И без того непростая внутриполитическая обстановка дополнилась новой составляющей. Из-за всех вышеупомянутых нюансов пришлось «вальсировать», всячески оттягивая созыв заседания Политбюро по делу «корабля из будущего», объясняя отсрочку тем, что предварительно все секреты находятся в ведении военных, на проверке контрразведки и комитета безопасности. И лишь с отдельными членами ЦК проводились приватные зондирующие беседы (хотя подобные закулисные интриги были как раз и характерны для центрального аппарата).

– Нас поджимает время, – наконец выразил наболевшее Черненко, – ты не думал о том, чтобы вызнать что-то по медицине, может, они там через тридцать лет придумали новые препараты, методы? Диагноз известен, почему бы не изменить стратегию лечения? Или пригласить светил из-за рубежа?

– Ради чего? Ради лишних полгода жизни в койке, мочась в судно? Уйти надо достойно.

– Это ты так храбришься, пока тебя не прихватило.

– Это меня-то не прихватило? – почти возмущенно возразил Андропов, наконец водрузив свои чуть тонированные очки[4], подумав: «Все мы уже герои постельного режима. И зная, что всяческие потуги пилюлькиных окажутся тщетными, зачем позже, если можно рано? Смерть уже прижала холодный ствол к виску, ее костлявые пальцы поигрывают на курке».

Что-то, судя по всему, мелькнуло на лице, а затем неожиданно отыграло ощутимыми покалываниями в боку. Заметил болезненную гримасу и Черненко, тревожно спросив:

– Юрий Владимирович, тебе плохо? Врача?

– Погоди. Забыл принять, – Андропов, торопливо достав из бокового кармана пластиковую баночку, открыл, хватанул таблетку и запил из стакана.
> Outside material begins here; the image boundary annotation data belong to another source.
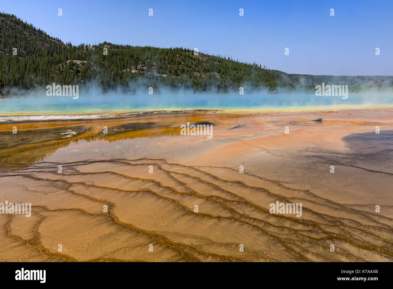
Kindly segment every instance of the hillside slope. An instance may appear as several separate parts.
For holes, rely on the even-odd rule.
[[[16,55],[15,55],[16,54]],[[393,85],[391,76],[288,74],[255,63],[195,53],[183,48],[161,48],[104,42],[64,44],[13,15],[0,13],[0,94],[60,85],[92,84],[104,90],[164,85],[196,90],[292,89],[326,84]]]

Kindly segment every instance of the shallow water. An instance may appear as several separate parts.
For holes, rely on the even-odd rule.
[[[345,107],[393,105],[391,92],[355,94],[341,96],[316,96],[315,94],[268,93],[239,95],[211,94],[138,94],[121,96],[114,93],[99,96],[79,94],[72,96],[37,96],[3,98],[0,114],[88,113],[114,111],[164,110],[178,109],[233,110],[312,110]]]

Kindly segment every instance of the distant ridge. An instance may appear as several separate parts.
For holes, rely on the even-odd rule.
[[[16,94],[13,89],[42,89],[54,82],[82,86],[89,83],[104,91],[165,86],[219,92],[238,91],[242,86],[250,90],[310,89],[322,82],[351,87],[393,86],[393,76],[288,74],[255,62],[196,53],[183,48],[106,42],[73,46],[4,13],[0,13],[0,64],[2,95]]]

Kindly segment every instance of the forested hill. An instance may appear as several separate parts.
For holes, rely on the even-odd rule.
[[[182,48],[107,42],[74,46],[49,36],[15,15],[0,13],[0,95],[9,94],[13,88],[44,88],[53,82],[93,84],[104,90],[123,87],[126,91],[130,84],[222,92],[238,91],[242,86],[274,90],[312,85],[309,78],[313,76],[304,76],[224,56],[196,54]]]

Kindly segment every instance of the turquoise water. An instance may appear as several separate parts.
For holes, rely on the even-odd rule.
[[[317,96],[314,94],[140,94],[121,96],[112,93],[99,96],[79,93],[72,96],[3,98],[0,114],[87,113],[178,109],[234,110],[308,110],[353,107],[393,106],[391,92],[351,94],[341,96]]]

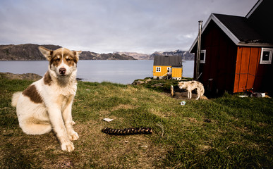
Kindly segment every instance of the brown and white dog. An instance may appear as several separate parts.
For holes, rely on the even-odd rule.
[[[72,103],[77,90],[77,62],[81,51],[60,48],[55,51],[40,46],[49,61],[44,77],[23,92],[13,94],[12,106],[16,107],[20,127],[28,134],[42,134],[51,129],[61,149],[74,150],[72,140],[79,138],[72,125]]]
[[[205,92],[203,84],[198,81],[180,82],[178,82],[178,87],[181,89],[185,89],[188,90],[188,99],[191,99],[192,91],[195,89],[197,89],[198,94],[198,97],[195,99],[196,100],[198,100]]]

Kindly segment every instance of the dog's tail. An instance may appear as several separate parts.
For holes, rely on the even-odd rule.
[[[22,92],[18,92],[13,94],[11,98],[11,106],[13,106],[13,107],[16,107],[17,101],[18,101],[19,97],[21,94],[22,94]]]

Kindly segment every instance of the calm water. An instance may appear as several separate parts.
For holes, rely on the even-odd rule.
[[[183,63],[183,76],[193,77],[193,61]],[[80,61],[77,77],[89,82],[111,82],[131,84],[136,79],[152,77],[153,61]],[[36,73],[43,76],[47,61],[0,61],[0,72]]]

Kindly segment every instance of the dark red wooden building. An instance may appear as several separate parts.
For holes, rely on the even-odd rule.
[[[272,0],[260,0],[245,17],[210,15],[202,30],[198,79],[207,92],[272,93]],[[190,49],[195,56],[197,44]]]

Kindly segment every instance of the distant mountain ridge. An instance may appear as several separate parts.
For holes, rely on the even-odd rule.
[[[33,44],[0,45],[0,61],[46,60],[38,49],[40,46],[51,50],[61,47],[59,45]],[[83,51],[80,60],[135,60],[135,58],[125,54],[111,53],[99,54],[91,51]]]
[[[39,46],[51,50],[61,48],[61,46],[53,44],[8,44],[0,45],[0,61],[43,61],[45,58],[40,52]],[[153,60],[154,56],[182,56],[182,60],[194,60],[194,54],[187,51],[176,50],[173,51],[156,51],[152,54],[145,54],[136,52],[114,51],[109,54],[97,54],[83,51],[80,60]]]
[[[120,55],[128,55],[133,57],[135,59],[138,60],[151,60],[150,54],[145,54],[141,53],[137,53],[137,52],[126,52],[126,51],[114,51],[113,54],[118,54]]]
[[[156,51],[150,56],[151,59],[154,59],[154,56],[182,56],[182,61],[194,60],[194,54],[189,53],[188,51]]]

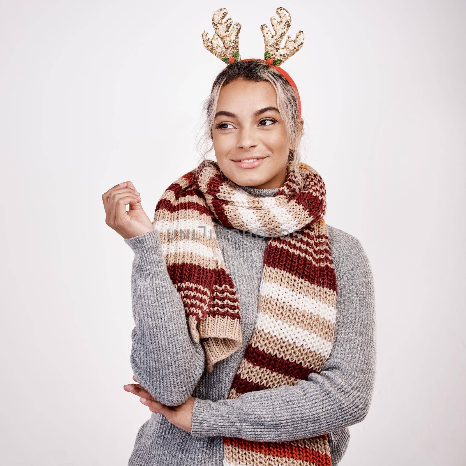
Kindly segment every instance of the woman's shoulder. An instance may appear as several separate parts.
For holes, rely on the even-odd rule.
[[[353,235],[327,224],[332,260],[337,279],[373,280],[370,264],[361,241]]]

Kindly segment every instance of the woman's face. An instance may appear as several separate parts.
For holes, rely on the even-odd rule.
[[[293,148],[286,144],[286,130],[272,84],[240,78],[231,81],[222,87],[215,112],[212,139],[222,171],[243,186],[282,186]]]

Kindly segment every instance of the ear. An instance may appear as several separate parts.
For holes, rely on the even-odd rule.
[[[302,137],[302,133],[304,130],[304,120],[302,117],[301,117],[301,118],[298,118],[297,121],[298,122],[298,128],[300,130],[299,137],[301,138]],[[290,147],[290,149],[291,149],[292,151],[295,150],[295,148],[294,147]]]

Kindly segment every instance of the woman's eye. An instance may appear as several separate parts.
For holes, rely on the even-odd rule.
[[[269,122],[270,122],[270,123],[271,123],[271,124],[273,124],[274,123],[276,123],[277,122],[277,120],[273,120],[271,118],[264,118],[263,120],[261,120],[260,121],[260,123],[261,123],[260,124],[260,126],[270,126],[270,124],[262,124],[261,123],[262,123],[262,122],[264,122],[264,121],[269,121]]]
[[[227,126],[229,124],[231,124],[231,123],[219,123],[215,127],[218,130],[229,130],[229,128],[225,128],[225,126]]]

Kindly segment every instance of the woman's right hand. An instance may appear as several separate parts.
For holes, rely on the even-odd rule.
[[[125,239],[152,231],[153,226],[142,206],[141,198],[130,181],[120,183],[102,194],[105,223]],[[130,210],[126,211],[126,206]]]

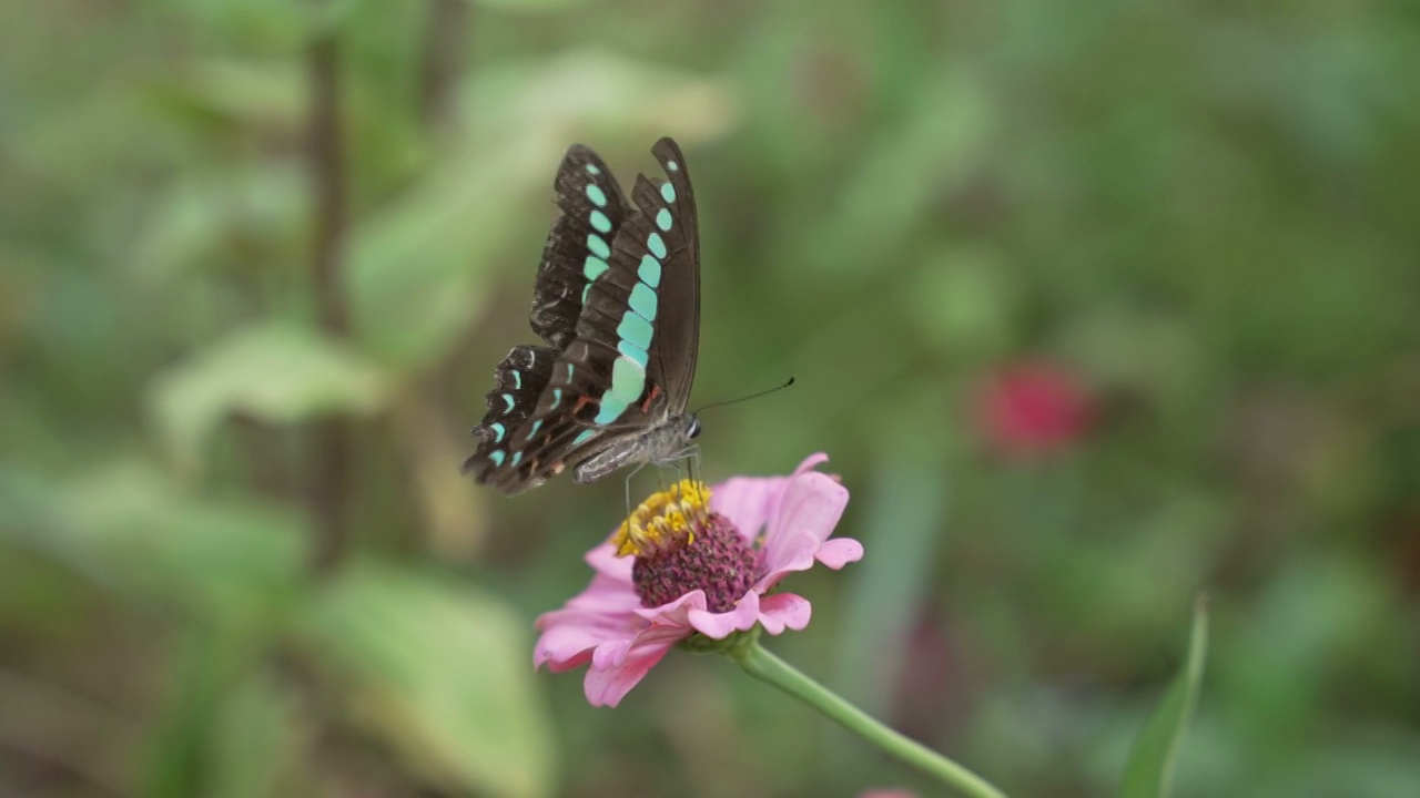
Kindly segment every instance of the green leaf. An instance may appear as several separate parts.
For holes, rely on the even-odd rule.
[[[207,436],[233,413],[295,423],[385,408],[389,385],[371,362],[288,324],[241,329],[160,375],[151,408],[168,450],[196,469]]]
[[[300,589],[298,515],[176,490],[156,464],[108,461],[55,479],[0,469],[0,541],[37,551],[124,599],[266,625]]]
[[[1193,717],[1208,647],[1207,598],[1198,596],[1189,635],[1189,659],[1154,710],[1125,765],[1120,798],[1167,798],[1183,733]]]
[[[467,588],[354,564],[298,621],[352,720],[452,792],[548,795],[551,733],[525,622]]]

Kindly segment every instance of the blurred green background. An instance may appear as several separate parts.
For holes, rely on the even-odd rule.
[[[863,562],[770,646],[1017,795],[1420,795],[1413,3],[0,6],[0,794],[914,787],[730,663],[530,670],[621,477],[460,477],[574,141],[676,136],[711,480]],[[1021,364],[1089,423],[1007,446]],[[649,490],[649,484],[639,490]],[[314,565],[312,565],[314,564]]]

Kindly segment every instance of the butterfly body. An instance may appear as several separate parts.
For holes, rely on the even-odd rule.
[[[700,331],[700,241],[680,149],[652,148],[666,180],[636,177],[630,202],[606,165],[574,145],[554,187],[562,216],[542,250],[530,314],[547,345],[514,346],[464,463],[506,494],[571,469],[598,480],[693,453],[684,412]]]

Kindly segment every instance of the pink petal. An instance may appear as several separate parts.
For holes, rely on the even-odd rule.
[[[843,517],[848,507],[848,488],[834,481],[826,474],[809,471],[794,477],[788,490],[780,501],[780,508],[770,523],[770,532],[764,538],[764,565],[770,571],[804,571],[811,568],[812,561],[791,562],[795,554],[801,555],[799,535],[812,535],[815,541],[825,541],[834,534],[834,527]]]
[[[764,596],[760,602],[760,623],[770,635],[778,635],[785,628],[798,632],[808,626],[808,619],[814,615],[814,605],[804,596],[794,594],[774,594]]]
[[[808,457],[805,457],[804,461],[799,463],[799,467],[794,469],[794,474],[792,476],[797,477],[799,474],[807,474],[807,473],[812,471],[814,469],[816,469],[819,463],[828,463],[828,454],[825,454],[824,452],[815,452],[815,453],[809,454]]]
[[[754,589],[765,592],[780,582],[785,575],[795,571],[808,571],[814,567],[814,555],[818,554],[818,538],[809,534],[780,535],[775,541],[774,557],[765,552],[764,575],[754,584]]]
[[[748,632],[760,621],[760,594],[750,591],[730,612],[690,612],[690,625],[706,638],[723,640],[731,632]]]
[[[853,538],[831,538],[824,541],[824,545],[818,547],[818,554],[814,557],[816,557],[824,565],[838,571],[843,565],[858,562],[863,558],[863,544],[855,541]]]
[[[684,635],[679,630],[648,630],[638,636],[619,665],[594,665],[582,683],[586,701],[594,707],[615,707],[682,638]]]
[[[706,592],[690,591],[660,606],[636,606],[632,612],[656,626],[690,626],[690,612],[706,608]]]
[[[799,476],[811,471],[819,463],[828,461],[828,454],[818,452],[799,463],[788,477],[734,477],[714,486],[710,496],[710,510],[724,515],[748,541],[754,541],[771,518],[778,513],[780,500],[788,486]]]

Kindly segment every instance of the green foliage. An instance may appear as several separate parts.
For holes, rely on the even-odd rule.
[[[1169,798],[1173,794],[1179,748],[1193,718],[1203,687],[1203,666],[1208,652],[1208,609],[1198,599],[1189,633],[1189,656],[1164,693],[1149,724],[1135,740],[1135,750],[1125,765],[1122,798]]]
[[[621,486],[457,474],[561,152],[629,180],[673,135],[693,403],[798,376],[707,413],[707,476],[826,450],[868,547],[790,586],[777,650],[1014,795],[1113,789],[1142,727],[1150,795],[1166,761],[1179,798],[1420,794],[1413,14],[131,6],[0,7],[0,792],[914,785],[713,666],[613,713],[534,676]],[[318,41],[348,334],[315,322]],[[983,429],[1021,361],[1089,395],[1049,453]],[[1174,757],[1186,690],[1136,701],[1203,589]]]

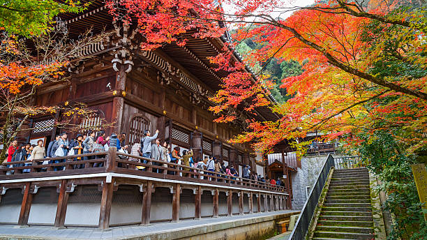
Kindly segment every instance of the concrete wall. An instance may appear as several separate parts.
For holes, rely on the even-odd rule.
[[[292,172],[291,179],[292,182],[292,209],[301,209],[307,200],[307,186],[311,189],[317,180],[317,175],[326,161],[328,154],[320,156],[304,156],[301,159],[301,168],[297,172]],[[334,157],[340,157],[334,155]],[[310,190],[308,190],[308,194]]]

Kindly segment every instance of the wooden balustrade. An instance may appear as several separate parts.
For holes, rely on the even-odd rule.
[[[84,160],[85,157],[95,158]],[[77,158],[81,160],[77,160]],[[124,158],[127,158],[123,159]],[[137,161],[129,160],[129,158],[136,159]],[[54,163],[56,160],[61,162]],[[146,163],[142,163],[144,160]],[[117,152],[114,147],[110,148],[108,151],[3,163],[2,165],[3,167],[0,168],[0,180],[74,174],[117,172],[161,179],[183,179],[187,181],[244,188],[262,189],[279,193],[286,192],[285,188],[271,185],[269,183],[122,153]],[[137,167],[145,168],[140,170]]]

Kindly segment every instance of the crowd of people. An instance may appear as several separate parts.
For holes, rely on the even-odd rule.
[[[149,130],[145,130],[144,131],[144,136],[135,142],[133,142],[130,147],[126,144],[126,134],[121,133],[117,136],[116,147],[119,153],[130,154],[135,156],[141,156],[147,159],[153,159],[156,160],[152,162],[153,165],[167,167],[168,165],[166,163],[172,163],[182,165],[182,167],[180,167],[183,171],[186,172],[183,174],[181,172],[177,173],[176,171],[169,170],[165,174],[179,174],[182,177],[196,177],[197,174],[192,174],[190,173],[197,172],[197,170],[194,169],[195,168],[198,169],[201,173],[205,174],[206,175],[216,175],[217,177],[226,177],[230,179],[231,180],[230,181],[236,180],[236,179],[239,177],[239,172],[233,164],[225,165],[224,161],[220,161],[211,156],[204,156],[202,158],[198,158],[195,160],[193,159],[193,152],[191,149],[188,150],[183,149],[182,151],[181,151],[181,148],[178,146],[171,149],[170,144],[166,141],[163,141],[158,137],[158,130],[156,130],[155,134],[151,135]],[[8,149],[6,161],[18,162],[27,160],[30,162],[30,160],[40,160],[44,159],[45,158],[56,158],[54,160],[47,160],[43,162],[38,161],[38,164],[48,164],[63,163],[65,161],[65,159],[61,159],[60,157],[63,157],[67,155],[76,155],[77,156],[75,156],[75,160],[101,158],[103,156],[100,155],[83,156],[79,156],[79,155],[107,151],[110,146],[110,137],[107,136],[103,130],[98,132],[89,131],[86,135],[79,134],[75,139],[70,140],[68,139],[68,134],[66,133],[62,133],[57,135],[55,139],[47,144],[47,149],[44,147],[45,145],[43,140],[39,140],[37,142],[37,145],[31,145],[29,143],[18,145],[17,141],[14,140]],[[152,143],[153,141],[154,142],[153,144]],[[147,163],[147,159],[141,158],[128,157],[121,155],[119,155],[119,157],[126,158],[130,161]],[[161,163],[162,161],[165,162],[165,163]],[[31,163],[10,165],[9,167],[23,166],[29,164]],[[93,167],[102,167],[103,164],[103,163],[95,163],[93,164]],[[119,167],[120,165],[119,165]],[[74,166],[74,168],[84,167],[84,164]],[[136,168],[142,171],[147,170],[146,166],[138,165]],[[54,171],[63,170],[64,170],[64,167],[55,166],[53,170]],[[40,168],[38,170],[38,171],[45,170],[45,168]],[[152,167],[152,171],[157,173],[163,173],[164,170],[161,167]],[[29,172],[29,169],[24,169],[22,171],[22,172]],[[13,171],[9,171],[8,174],[13,174]],[[268,178],[264,179],[261,177],[261,175],[251,172],[250,167],[248,165],[243,167],[241,176],[244,181],[246,181],[251,179],[263,183],[269,183],[273,185],[281,185],[280,179],[278,179],[277,181],[274,179],[270,180]],[[203,178],[203,177],[202,177],[202,178]],[[209,177],[209,179],[213,179],[217,178]]]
Пауза длилась минуты три, пока не отпустило. Но заговорил с затяжкой, все еще кривясь, неожиданно меняя тему:

– В одном из документальных фильмов… оттуда, из хроники наших дней, запомнились мелькнувшие кадры – целое поле законсервированных на случай войны устаревших танков. Специально дал запрос отыскать любое упоминание. Нашли. Представляешь, они Т-55 и Т-62 списали на металлолом только аж в первое десятилетие двухтысячных. И более тысячи Т-64.

Я понимаю, танковые войска – наследие сталинских времен и Второй мировой войны, главное орудие доктрины стратегического прорыва и выхода советских моторизированных частей к Ла-Маншу. Но скажи, на кой черт нам держать такую кучу высококачественного металлолома?

– Ты это о чем?


[3] Федорчук В. В. двенадцать лет возглавлял КГБ Украины, не понаслышке знал о проблемах прогрессирующего украинского национализма.
[4] У Андропова были больные глаза диабетика, ему приходилось даже в помещении носить темные очки, предохраняясь от яркого света.